XRP’s “Most Realistic” Chart Targets $10 by Early 2027 as Market Pullback Deepens
Analyst Celal Küçüker has laid out what he calls the “most realistic” chart for XRP, with a possible run to $10 sometime between December 2026 and February 2027. I’ll be honest: that is not a shy target. XRP is down 38% year to date, and the current pullback still looks heavy across much of crypto. Bad timing? Maybe. But that is usually when these bigger chart calls start getting argued over.

His case comes from a rising price channel that has held for more than six years. The structure started forming on the monthly chart after XRP fell to $0.11 in March 2020. Since then, the chart has printed higher lows and higher highs. The lower line has acted as support more than once. The upper line has stopped rallies at $1.96 in April 2021, $3.4 in January 2025, and $3.6 in July 2025. Each time, XRP hit that area and backed away. Clean enough.

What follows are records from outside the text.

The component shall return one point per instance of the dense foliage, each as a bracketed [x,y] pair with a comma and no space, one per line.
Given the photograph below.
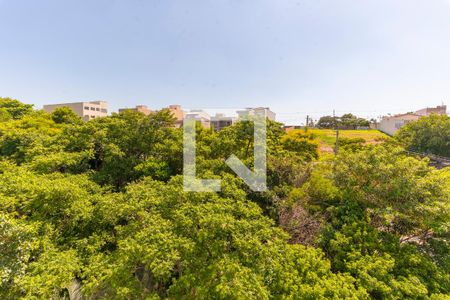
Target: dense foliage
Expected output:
[98,209]
[428,134]
[346,121]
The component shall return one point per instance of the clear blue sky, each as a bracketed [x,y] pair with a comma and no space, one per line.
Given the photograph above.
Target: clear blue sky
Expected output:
[298,57]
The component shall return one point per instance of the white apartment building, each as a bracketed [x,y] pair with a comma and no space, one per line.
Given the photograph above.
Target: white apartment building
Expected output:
[200,116]
[220,121]
[390,124]
[262,111]
[86,110]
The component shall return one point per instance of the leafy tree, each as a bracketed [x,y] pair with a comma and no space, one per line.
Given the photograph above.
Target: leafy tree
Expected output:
[15,108]
[428,134]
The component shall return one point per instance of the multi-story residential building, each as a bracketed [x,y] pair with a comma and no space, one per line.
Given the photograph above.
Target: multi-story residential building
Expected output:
[139,108]
[262,111]
[86,110]
[200,116]
[390,124]
[220,121]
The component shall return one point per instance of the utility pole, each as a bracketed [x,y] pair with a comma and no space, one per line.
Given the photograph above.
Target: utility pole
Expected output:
[307,123]
[336,127]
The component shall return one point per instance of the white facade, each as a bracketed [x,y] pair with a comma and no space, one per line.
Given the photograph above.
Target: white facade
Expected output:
[262,111]
[200,116]
[220,121]
[391,124]
[85,110]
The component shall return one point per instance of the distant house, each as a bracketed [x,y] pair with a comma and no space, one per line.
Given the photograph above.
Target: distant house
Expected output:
[220,121]
[390,124]
[85,110]
[439,110]
[200,116]
[251,111]
[139,108]
[177,113]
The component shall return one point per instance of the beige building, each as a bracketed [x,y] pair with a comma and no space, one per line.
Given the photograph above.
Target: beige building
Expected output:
[139,108]
[262,111]
[390,124]
[86,110]
[177,113]
[220,121]
[200,116]
[439,110]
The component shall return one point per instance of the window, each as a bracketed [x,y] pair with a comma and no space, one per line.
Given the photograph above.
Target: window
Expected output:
[398,125]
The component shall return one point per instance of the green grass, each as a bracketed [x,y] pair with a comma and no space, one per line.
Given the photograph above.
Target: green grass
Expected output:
[327,137]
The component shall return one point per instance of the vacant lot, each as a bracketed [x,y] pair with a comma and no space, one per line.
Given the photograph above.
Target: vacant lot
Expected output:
[327,137]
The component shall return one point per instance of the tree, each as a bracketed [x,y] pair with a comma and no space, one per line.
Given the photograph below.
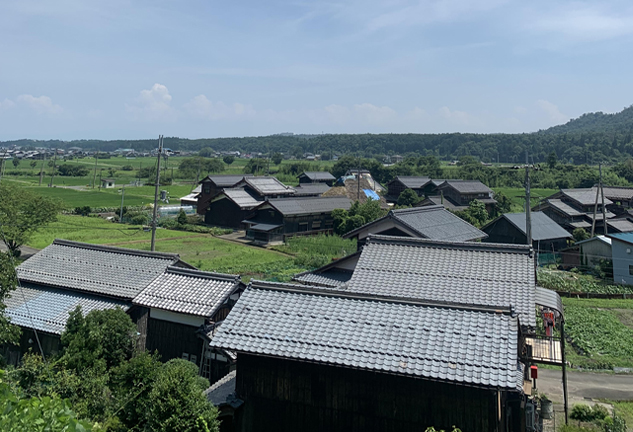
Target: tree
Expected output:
[580,234]
[277,158]
[107,336]
[176,402]
[552,160]
[408,198]
[9,333]
[22,213]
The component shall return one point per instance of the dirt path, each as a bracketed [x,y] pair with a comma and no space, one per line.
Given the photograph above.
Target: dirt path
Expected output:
[583,386]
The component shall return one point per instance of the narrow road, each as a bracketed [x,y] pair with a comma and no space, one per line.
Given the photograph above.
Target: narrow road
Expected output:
[585,386]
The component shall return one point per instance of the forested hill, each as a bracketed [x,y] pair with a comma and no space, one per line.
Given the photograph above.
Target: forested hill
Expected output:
[591,138]
[597,122]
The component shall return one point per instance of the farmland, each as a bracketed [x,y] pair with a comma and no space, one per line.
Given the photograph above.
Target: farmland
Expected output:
[601,332]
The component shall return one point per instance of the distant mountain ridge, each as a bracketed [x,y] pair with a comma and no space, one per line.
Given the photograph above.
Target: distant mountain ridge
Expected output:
[596,122]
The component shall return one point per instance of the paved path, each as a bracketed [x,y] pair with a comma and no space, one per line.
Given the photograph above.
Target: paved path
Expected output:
[583,386]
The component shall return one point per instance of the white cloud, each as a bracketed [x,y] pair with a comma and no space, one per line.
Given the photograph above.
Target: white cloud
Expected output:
[153,105]
[552,111]
[41,104]
[201,107]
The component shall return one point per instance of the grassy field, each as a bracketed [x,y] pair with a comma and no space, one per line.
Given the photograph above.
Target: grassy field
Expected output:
[601,331]
[201,250]
[517,196]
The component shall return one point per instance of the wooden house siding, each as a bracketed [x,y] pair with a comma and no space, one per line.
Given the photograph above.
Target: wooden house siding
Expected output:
[225,213]
[288,396]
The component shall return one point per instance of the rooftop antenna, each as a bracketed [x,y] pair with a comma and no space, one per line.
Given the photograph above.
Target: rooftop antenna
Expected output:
[528,215]
[157,184]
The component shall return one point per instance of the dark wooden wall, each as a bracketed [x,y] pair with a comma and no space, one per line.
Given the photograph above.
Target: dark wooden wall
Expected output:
[172,340]
[290,396]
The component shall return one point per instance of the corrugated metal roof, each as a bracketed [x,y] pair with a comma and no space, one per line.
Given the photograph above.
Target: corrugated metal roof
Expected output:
[435,222]
[585,196]
[467,186]
[268,186]
[104,270]
[226,180]
[318,175]
[622,225]
[486,274]
[543,228]
[47,308]
[305,189]
[413,182]
[309,205]
[436,342]
[190,292]
[241,198]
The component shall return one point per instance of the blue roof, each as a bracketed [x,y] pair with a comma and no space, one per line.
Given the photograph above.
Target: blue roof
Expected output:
[625,237]
[371,194]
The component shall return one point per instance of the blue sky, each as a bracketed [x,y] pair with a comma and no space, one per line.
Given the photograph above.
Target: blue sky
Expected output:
[73,69]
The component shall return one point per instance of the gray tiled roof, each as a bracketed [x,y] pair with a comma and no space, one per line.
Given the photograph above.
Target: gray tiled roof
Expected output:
[435,222]
[46,309]
[219,392]
[331,278]
[226,180]
[486,274]
[467,186]
[268,186]
[311,189]
[585,196]
[318,175]
[241,198]
[104,270]
[543,228]
[432,341]
[309,205]
[413,182]
[191,292]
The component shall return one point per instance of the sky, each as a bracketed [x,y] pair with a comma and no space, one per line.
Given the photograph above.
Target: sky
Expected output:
[123,69]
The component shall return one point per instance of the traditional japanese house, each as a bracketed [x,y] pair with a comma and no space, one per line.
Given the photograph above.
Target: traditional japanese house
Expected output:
[456,195]
[67,274]
[230,207]
[316,177]
[447,326]
[214,184]
[276,219]
[574,208]
[178,307]
[547,235]
[432,222]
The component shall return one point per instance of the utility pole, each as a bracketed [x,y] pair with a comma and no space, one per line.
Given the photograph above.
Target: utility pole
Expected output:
[528,204]
[604,211]
[122,197]
[157,183]
[42,169]
[94,176]
[54,166]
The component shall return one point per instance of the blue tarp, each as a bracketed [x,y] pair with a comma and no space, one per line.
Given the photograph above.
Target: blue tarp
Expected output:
[371,194]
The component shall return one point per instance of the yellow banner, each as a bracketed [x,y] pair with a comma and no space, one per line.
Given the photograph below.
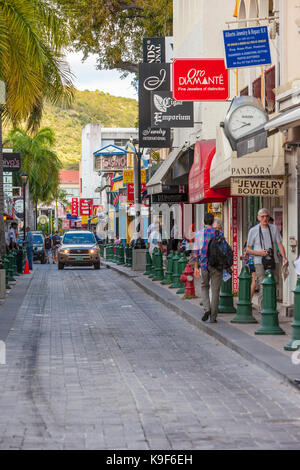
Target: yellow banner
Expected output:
[128,176]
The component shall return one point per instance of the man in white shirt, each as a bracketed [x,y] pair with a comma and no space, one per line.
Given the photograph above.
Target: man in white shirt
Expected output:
[261,239]
[154,240]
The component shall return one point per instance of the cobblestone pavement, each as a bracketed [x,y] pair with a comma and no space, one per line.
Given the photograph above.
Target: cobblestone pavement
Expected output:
[93,362]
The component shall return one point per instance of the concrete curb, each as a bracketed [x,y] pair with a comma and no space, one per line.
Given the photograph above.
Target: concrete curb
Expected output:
[11,304]
[250,348]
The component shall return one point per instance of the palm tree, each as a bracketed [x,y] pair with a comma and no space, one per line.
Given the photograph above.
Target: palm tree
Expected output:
[38,161]
[32,39]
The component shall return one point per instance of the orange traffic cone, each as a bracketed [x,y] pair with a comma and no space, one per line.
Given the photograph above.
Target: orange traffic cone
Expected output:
[26,270]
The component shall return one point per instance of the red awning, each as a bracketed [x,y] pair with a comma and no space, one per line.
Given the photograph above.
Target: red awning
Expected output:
[199,177]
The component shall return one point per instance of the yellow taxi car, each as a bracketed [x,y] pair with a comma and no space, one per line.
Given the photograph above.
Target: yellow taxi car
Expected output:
[78,248]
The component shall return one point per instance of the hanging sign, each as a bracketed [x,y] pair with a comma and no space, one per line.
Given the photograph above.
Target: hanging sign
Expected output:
[167,112]
[200,80]
[247,47]
[257,187]
[128,176]
[152,77]
[75,206]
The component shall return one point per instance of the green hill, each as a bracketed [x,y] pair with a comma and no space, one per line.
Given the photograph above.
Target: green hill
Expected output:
[88,107]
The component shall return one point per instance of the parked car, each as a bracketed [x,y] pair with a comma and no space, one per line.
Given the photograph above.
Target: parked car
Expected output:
[38,247]
[78,248]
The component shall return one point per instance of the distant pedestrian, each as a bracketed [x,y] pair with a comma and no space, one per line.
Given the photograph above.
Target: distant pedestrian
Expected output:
[261,243]
[11,237]
[29,247]
[155,240]
[211,278]
[47,248]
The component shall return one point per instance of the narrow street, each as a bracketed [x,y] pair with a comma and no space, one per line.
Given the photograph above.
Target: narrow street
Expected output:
[94,363]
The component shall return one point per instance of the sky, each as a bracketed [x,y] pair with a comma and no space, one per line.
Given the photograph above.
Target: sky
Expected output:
[87,77]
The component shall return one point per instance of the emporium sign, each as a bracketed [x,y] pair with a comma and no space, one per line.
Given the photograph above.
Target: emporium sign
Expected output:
[200,80]
[257,187]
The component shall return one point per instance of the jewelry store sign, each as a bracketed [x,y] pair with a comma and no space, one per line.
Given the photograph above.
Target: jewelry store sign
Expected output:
[257,187]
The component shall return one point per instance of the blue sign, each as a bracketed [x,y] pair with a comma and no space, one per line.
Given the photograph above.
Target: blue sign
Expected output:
[247,47]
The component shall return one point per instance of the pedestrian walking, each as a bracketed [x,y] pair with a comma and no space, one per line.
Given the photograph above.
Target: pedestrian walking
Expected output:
[47,247]
[56,241]
[11,237]
[211,274]
[155,240]
[29,247]
[261,243]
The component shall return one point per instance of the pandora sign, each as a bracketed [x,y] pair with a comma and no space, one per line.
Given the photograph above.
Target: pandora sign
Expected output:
[200,80]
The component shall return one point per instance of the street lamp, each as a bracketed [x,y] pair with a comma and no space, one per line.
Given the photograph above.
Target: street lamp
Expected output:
[24,178]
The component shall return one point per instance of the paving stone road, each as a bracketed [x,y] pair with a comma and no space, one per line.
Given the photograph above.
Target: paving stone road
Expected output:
[95,363]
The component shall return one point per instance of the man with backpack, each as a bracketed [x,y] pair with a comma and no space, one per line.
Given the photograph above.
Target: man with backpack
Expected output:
[213,255]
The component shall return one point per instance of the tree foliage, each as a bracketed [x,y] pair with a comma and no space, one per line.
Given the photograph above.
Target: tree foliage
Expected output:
[38,161]
[113,29]
[32,38]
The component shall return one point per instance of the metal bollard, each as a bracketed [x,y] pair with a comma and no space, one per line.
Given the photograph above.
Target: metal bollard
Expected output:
[181,268]
[294,344]
[175,276]
[159,270]
[148,263]
[130,256]
[244,305]
[226,297]
[169,272]
[269,314]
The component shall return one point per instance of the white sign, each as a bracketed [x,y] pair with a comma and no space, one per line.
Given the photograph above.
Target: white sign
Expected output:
[257,187]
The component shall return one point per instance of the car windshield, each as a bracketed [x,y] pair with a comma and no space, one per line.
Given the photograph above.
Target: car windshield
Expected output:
[38,239]
[78,239]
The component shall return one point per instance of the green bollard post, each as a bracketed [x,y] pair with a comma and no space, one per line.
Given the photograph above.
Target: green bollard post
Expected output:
[130,256]
[175,276]
[121,255]
[148,263]
[294,344]
[226,297]
[159,270]
[269,314]
[181,265]
[244,305]
[169,270]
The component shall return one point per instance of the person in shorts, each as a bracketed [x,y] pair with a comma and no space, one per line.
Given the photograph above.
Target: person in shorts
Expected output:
[47,248]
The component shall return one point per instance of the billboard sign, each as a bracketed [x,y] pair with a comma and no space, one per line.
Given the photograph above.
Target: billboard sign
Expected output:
[167,112]
[200,80]
[247,47]
[152,77]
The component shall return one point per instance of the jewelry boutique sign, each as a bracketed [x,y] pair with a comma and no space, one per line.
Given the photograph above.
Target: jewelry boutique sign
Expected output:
[257,187]
[152,78]
[167,112]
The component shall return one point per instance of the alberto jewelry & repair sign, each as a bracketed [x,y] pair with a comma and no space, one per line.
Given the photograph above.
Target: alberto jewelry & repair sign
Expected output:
[272,187]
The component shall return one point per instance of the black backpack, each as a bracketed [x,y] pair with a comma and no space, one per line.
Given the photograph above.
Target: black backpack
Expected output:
[219,253]
[47,243]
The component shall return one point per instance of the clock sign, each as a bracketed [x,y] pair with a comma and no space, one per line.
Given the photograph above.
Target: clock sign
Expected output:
[244,116]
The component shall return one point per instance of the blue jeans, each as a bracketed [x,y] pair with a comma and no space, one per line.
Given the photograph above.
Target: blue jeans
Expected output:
[29,251]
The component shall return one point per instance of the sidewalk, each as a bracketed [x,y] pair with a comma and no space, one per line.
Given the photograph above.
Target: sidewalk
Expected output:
[10,305]
[265,351]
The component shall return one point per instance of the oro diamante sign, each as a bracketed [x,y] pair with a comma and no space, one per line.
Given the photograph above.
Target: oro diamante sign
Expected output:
[200,80]
[257,187]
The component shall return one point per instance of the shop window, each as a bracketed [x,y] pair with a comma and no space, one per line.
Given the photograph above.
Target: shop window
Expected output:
[256,88]
[270,85]
[244,91]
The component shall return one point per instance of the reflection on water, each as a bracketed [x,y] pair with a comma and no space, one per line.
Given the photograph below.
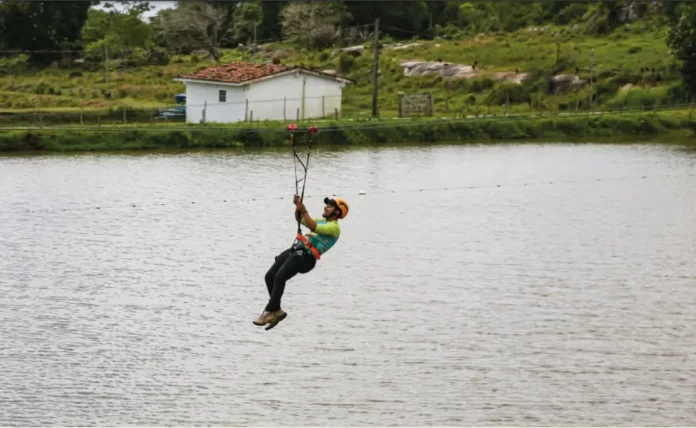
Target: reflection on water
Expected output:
[569,303]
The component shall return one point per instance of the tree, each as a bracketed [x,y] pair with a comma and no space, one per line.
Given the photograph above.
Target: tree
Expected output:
[403,19]
[682,42]
[42,27]
[119,30]
[315,24]
[197,25]
[247,16]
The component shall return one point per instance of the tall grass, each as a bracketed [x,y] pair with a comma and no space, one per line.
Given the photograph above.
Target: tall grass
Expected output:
[338,133]
[629,55]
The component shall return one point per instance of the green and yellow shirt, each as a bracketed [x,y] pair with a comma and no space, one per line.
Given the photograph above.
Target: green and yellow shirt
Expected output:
[325,235]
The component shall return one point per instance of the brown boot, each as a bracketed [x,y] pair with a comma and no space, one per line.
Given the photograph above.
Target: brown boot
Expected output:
[264,318]
[278,316]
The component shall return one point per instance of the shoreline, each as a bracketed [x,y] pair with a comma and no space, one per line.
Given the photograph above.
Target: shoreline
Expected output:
[580,128]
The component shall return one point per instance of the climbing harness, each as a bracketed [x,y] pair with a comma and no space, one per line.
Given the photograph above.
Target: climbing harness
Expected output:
[311,131]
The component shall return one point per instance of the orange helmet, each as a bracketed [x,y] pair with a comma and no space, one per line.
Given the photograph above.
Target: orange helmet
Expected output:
[339,203]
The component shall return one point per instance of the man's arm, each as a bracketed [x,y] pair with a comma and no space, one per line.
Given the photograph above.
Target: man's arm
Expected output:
[308,221]
[303,216]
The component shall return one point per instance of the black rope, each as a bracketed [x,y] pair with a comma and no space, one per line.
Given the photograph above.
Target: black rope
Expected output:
[305,165]
[372,193]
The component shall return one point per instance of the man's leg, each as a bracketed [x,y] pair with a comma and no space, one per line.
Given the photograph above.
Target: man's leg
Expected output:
[270,275]
[286,271]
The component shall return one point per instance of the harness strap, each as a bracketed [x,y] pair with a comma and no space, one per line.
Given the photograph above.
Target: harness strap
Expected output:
[309,245]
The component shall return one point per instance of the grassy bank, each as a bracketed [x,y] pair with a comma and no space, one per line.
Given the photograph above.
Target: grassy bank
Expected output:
[631,67]
[351,133]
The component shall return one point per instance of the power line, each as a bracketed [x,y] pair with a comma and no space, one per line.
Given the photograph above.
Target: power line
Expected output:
[361,193]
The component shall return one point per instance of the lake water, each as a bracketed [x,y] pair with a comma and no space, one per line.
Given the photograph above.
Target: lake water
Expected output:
[550,284]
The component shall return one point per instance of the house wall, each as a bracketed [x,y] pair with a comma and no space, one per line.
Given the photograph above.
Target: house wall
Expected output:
[276,98]
[206,95]
[281,98]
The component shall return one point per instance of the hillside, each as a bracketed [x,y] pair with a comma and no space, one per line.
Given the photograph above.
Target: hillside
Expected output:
[544,68]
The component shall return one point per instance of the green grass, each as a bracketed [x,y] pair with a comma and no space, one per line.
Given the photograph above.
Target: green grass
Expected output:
[182,136]
[618,60]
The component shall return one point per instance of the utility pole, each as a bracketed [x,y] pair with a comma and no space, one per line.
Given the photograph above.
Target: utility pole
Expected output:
[591,76]
[106,68]
[253,49]
[375,70]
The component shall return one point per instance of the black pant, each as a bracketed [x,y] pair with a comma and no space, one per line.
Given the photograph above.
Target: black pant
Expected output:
[287,264]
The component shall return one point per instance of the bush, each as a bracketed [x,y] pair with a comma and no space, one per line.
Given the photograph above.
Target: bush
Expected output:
[345,63]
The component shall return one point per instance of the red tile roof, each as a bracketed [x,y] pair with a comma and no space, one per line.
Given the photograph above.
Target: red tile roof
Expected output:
[240,72]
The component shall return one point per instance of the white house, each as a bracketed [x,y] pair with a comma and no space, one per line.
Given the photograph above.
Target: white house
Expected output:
[243,91]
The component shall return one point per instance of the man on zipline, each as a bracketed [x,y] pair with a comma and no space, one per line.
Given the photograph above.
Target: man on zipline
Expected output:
[303,255]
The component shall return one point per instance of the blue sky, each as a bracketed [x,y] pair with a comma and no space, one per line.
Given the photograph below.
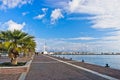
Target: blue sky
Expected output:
[74,25]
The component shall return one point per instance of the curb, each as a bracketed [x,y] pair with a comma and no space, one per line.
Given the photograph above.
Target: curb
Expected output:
[23,75]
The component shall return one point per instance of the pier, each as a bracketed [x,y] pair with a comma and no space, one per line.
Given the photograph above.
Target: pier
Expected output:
[46,67]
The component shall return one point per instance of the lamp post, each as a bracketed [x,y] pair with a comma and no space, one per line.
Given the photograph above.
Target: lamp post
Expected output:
[1,41]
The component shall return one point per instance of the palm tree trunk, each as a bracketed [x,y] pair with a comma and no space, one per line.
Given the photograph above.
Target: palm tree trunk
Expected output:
[14,61]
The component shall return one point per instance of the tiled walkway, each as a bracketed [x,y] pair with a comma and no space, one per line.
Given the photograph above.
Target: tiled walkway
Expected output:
[45,68]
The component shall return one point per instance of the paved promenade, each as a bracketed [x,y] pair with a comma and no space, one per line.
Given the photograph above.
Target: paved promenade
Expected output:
[46,68]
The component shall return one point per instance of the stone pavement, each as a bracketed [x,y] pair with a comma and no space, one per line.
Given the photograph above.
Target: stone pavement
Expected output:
[45,68]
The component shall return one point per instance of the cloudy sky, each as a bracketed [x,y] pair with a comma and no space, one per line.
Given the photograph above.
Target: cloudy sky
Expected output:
[74,25]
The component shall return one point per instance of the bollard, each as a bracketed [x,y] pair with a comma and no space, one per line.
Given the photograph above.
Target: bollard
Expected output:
[70,58]
[82,60]
[107,65]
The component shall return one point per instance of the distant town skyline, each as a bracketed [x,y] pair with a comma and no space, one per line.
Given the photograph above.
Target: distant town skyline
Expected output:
[65,25]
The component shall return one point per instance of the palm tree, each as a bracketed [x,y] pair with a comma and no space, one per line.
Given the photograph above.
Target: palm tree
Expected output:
[15,41]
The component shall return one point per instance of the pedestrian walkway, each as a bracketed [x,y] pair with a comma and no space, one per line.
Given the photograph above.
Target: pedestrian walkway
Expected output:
[46,68]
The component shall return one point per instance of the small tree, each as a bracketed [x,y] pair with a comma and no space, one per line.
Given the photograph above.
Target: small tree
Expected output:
[14,42]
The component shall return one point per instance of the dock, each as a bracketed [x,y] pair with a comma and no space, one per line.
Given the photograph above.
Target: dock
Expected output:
[47,67]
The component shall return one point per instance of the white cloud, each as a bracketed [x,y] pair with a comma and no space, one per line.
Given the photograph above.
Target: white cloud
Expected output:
[5,4]
[56,14]
[106,12]
[11,25]
[40,16]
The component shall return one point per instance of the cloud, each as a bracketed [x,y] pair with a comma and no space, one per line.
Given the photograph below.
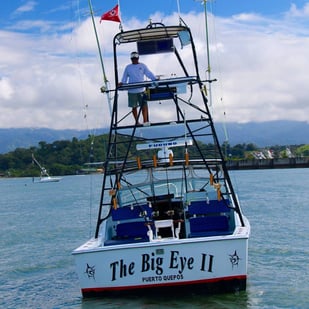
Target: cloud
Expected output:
[49,76]
[27,7]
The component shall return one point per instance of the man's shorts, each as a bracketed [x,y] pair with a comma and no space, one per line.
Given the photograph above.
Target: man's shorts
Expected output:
[137,99]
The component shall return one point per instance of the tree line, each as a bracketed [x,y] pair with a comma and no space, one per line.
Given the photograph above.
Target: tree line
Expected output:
[69,157]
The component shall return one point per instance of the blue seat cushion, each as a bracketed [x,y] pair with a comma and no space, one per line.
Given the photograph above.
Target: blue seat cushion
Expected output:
[137,229]
[211,225]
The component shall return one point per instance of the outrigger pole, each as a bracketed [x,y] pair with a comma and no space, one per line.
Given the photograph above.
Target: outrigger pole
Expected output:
[105,87]
[207,48]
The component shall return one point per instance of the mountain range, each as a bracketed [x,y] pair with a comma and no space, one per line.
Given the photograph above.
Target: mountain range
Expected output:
[262,134]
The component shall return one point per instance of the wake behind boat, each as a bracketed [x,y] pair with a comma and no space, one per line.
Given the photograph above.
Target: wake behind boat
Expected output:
[44,177]
[169,217]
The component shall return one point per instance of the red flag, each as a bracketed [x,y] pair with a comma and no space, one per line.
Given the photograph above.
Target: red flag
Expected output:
[112,15]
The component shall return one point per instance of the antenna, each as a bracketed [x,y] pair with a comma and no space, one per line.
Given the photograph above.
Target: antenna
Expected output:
[105,87]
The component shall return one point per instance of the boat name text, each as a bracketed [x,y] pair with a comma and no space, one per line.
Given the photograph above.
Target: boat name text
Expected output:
[154,263]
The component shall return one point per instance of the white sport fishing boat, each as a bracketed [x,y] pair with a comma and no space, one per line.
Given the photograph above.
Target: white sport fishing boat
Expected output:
[169,217]
[44,177]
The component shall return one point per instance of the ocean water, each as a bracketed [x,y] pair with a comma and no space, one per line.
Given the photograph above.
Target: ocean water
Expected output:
[40,225]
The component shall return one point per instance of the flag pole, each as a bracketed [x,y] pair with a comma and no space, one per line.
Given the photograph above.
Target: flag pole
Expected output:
[105,87]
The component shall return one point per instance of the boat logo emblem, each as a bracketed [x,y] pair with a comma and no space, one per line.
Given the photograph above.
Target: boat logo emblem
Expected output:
[90,271]
[234,259]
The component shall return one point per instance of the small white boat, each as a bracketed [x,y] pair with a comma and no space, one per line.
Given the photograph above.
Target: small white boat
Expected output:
[169,218]
[44,177]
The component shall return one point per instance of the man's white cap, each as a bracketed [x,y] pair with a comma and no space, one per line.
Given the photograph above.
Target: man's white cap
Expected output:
[134,55]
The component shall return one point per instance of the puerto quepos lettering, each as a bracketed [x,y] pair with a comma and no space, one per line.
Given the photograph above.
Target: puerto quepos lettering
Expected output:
[155,264]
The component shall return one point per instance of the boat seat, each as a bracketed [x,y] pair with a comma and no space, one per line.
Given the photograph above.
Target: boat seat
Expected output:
[209,226]
[130,232]
[127,212]
[203,208]
[169,223]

Küçüker thinks the same setup may be repeating. In his view, XRP tends to slide toward the lower trendline, recover, and then work back toward the top of the channel. That was the pattern before the moves to $1.96 in April 2021, $3.4 in January 2025, and $3.6 in July 2025. XRP is falling again now, and he sees the next important area near $0.87. That level sits close to the 0.618 Fibonacci retracement and the lower support line. Chart Nerd and Casi are watching that area too. Why does this matter? Because if $0.87 fails cleanly, the whole “same pattern again” argument gets weaker fast. If XRP gets there, holders probably will not enjoy it. Still, charts often start to matter again right when everyone is sick of staring at them. My take: that is annoying, but true often enough to respect.
The wider market matters too, especially macro flow. XRP’s 38% year-to-date loss is not happening in a vacuum. Risk assets have been dealing with cautious global markets, stubborn inflation numbers, and central banks that still cannot get too loose with rates. Most chart-only reads pretend this is background noise. That is only half right. When money tightens, crypto usually feels it quickly, and altcoins often take the harder hit as investors cut speculative positions first. That helps explain why XRP has struggled even though the long-term channel from March 2020 still looks fairly intact. If the Federal Reserve turns more dovish later in the year, or if inflation cools enough for markets to trust it, risk appetite could return. Küçüker’s $10 target probably needs that kind of backdrop. His December 2026 to February 2027 window also gives the economy time to shift, if it does.
Then there is regulation pressure. Any XRP forecast that skips Ripple’s long fight with the SEC feels unfinished, even if the monthly chart does not care about court filings. The lawsuit has weighed on XRP for years. It has hurt sentiment, kept some investors away, and at times made XRP trade differently from other major crypto assets. A clear win for Ripple could bring back demand that has been waiting on the sidelines. A bad outcome would likely do the opposite. This is not a chart point. It is just part of trading XRP. Counter to the usual advice, traders cannot simply “separate the technicals from the news” here. Küçüker’s $10 call seems to assume XRP eventually trades without that legal overhang. Price action matters. So does the courtroom. If the lower trendline holds and the legal picture improves, the rebound could move faster than the channel alone implies.
What this means
The chart still gives XRP a long-term structure, even after the latest selloff. The rising channel has held since 2020, and Küçüker’s case still depends on the same sequence of higher lows and higher highs. Yes, this slightly contradicts the caution above. Bear with me. A legal or macro shock can damage the setup, but until the lower trendline breaks, the structure is still there. That does not make $10 automatic. It means the current drop may be another support test before a bigger move has a chance to form. For now, $0.87 is the level to watch. It sits near the 0.618 Fibonacci retracement and the lower trendline, so bulls need buyers to show up there.
Traders should pay close attention to how XRP behaves near $0.87. Is this overkill for one price level? Not really, because that area ties together Küçüker’s channel, the 0.618 Fibonacci retracement, and the next major support test. A strong bounce with better volume would make his chart more believable. A weak bounce, or no bounce, would change the setup quickly. Away from the chart, the Ripple-SEC case still matters. Inflation reports and Federal Reserve comments matter too, because they affect how much money is willing to move back into crypto. We would not treat the December 2026 through February 2027 target window like a countdown clock. It gives XRP about 18 to 20 months to build a base, shake out weak hands, and show whether this channel still has teeth.